Pour avoir déjà joué en Pologne, les gens sont supporters mais c'est toujours très fair-play et jamais agressif. Forcément, ça siffle, ça hue. Mais à Kielce et à Plock, ç'a toujours été de belles ambiances. On s'attend à une vraie ambiance de fête.

En 2016, vous aviez affronté la Pologne chez elle à l'Euro à Cracovie, lors du tour préliminaire et vous aviez été battu (31-26)...
Ça commence un peu à dater mais on avait été menés tout le long. Si je me souviens bien, après les Polonais s'étaient effondrés contre les Croates avec une défaite mémorable. C'est toujours à double tranchant de jouer à domicile. Ce qui m'avait le plus marqué ce n'était pas tant notre match, car c'était normal que le public fasse la fête. C'était le match contre les Croates où le public, alors que son équipe prenait l'eau, a continué à chanter, à pousser pendant une heure. Ce sont des très bons supporters.
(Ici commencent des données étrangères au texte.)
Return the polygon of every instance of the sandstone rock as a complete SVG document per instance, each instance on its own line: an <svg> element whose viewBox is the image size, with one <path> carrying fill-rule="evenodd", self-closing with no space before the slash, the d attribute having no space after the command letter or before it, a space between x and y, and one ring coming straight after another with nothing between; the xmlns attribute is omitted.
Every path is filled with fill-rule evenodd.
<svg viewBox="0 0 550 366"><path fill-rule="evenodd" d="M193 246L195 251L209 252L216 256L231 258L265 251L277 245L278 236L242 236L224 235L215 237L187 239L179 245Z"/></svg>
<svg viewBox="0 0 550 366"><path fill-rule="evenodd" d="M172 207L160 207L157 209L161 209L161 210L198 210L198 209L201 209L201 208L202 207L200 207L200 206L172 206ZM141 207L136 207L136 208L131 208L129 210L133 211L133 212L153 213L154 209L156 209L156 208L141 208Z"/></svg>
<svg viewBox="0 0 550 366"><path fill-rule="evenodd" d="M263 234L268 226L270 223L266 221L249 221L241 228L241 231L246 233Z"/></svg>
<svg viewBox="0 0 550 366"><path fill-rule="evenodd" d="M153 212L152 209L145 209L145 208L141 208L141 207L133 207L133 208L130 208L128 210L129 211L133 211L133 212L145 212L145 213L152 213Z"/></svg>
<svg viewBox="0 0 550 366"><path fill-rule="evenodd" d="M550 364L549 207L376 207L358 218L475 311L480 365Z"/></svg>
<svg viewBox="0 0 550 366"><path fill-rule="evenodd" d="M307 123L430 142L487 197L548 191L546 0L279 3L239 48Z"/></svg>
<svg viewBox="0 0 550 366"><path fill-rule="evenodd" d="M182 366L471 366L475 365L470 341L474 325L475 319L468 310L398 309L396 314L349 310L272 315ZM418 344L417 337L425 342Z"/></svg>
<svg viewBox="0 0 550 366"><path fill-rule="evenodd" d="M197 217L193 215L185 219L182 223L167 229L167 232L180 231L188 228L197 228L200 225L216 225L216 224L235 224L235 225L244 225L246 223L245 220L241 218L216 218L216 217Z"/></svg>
Ce sont des ambiances que vous aimez...
Quand on fait du sport de haut niveau, on aime partage, communier. C'est toujours plus agréable de jouer quand il y a du monde. Quand c'est contre nous, c'est parfois un peu plus difficile mais c'est toujours plus agréable.

L'an dernier à l'Euro (4e), vous aviez eu une préparation galère (blessures, Covid), avez-vous plus de certitudes aujourd'hui ?
Les certitudes on les a jusqu'à ce qu'on se prenne les pieds dans le tapis au premier match (rire). On a pu travailler dans de meilleures conditions. On a eu malheureusement des blessés, mais avant la préparation, donc on a quand même pu travailler en conditions réelles, si on peut dire. Rien ne remplace la réalité d'une compétition. On a à coeur de l'entamer du bon pied pour se lancer, ensuite il y aura deux jours sans match avant l'Arabie saoudite (samedi 14 janvier à 18 heures). C'est vraiment très important de bien se lancer dans la compétition contre la Pologne pour partir sur de bons rails. On sait que c'est une belle équipe, qui joue chez elle, on l'a dans un coin de notre tête. Loin de nous l'idée de se dire que ce match va être facile et qu'on l'a déjà gagné avant même de le jouer. »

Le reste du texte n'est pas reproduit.